Chinese police rap Walmart for cybersecurity loopholes – local media

Walmart signs are displayed inside a Walmart store in Mexico City
Walmart signs are displayed inside a Walmart store in Mexico City, Mexico March 28, 2019. REUTERS/Edgard Garrido/File Photo

Chinese authorities rapped Walmart for allegedly breaking cybersecurity laws, according to local media, the latest issue for retailer U.S which is already the subject of allegations in the country for allegedly halting sales of products from the Xinjiang.

Police in southern China’s Shenzhen city discovered 19 “vulnerabilities” in Walmart’s network system (WMT.N) in late November and accused them of taking a long time to fix the flaws the China Quality News, backed by the country’s market regulator, reported on Wednesday.
Walmart was ordered to make fixes, the report said, without mentioning fines or details of the vulnerabilities.
The retail giant and the Shenzhen police did not immediately respond to requests for comment on Friday.
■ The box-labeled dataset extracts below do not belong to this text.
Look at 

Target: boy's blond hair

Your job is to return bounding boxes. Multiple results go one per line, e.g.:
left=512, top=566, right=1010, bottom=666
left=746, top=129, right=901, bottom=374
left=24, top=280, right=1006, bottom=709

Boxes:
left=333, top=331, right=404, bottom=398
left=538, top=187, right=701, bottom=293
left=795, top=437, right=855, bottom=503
This marks a fresh set of troubles in China for Walmart, which in the past month has faced criticism for what local media has said was its deliberate removal of products sourced from Xinjiang from its apps and stores.

Xinjiang is a growing point of conflict between the Western governments and China, as U.N. experts and rights groups estimate more than a million people, mainly Uyghurs and members of other Muslim minorities, have been detained in camps there.
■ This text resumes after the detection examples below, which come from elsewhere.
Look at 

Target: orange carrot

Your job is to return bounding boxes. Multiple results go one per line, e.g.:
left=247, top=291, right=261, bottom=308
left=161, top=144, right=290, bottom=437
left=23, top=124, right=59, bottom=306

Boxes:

China has rejected accusations of forced labour or any other abuses in the far western region.
Walmart has seen a wave of  membership cancellations of its  arm Sam’s Club branch in China since the Xinjiang problem.
The Chinese transplant agency also accused the retailer and the Sam’s Club of “stupidity and myopia”.

Although Walmart has not commented publicly  on the matter, Reuters reported that a Sam’s Club executive told analysts during a phone call that it was a “misunderstanding” and that there had been no deliberate withdrawal of products from Xinjiang fined 10,000 yuan ($ 1,568) in Shanghai by the city’s market regulator for violating food safety laws after discovering that a frozen plant product did not have a production date or of expiration date, according to a separate report released by local media.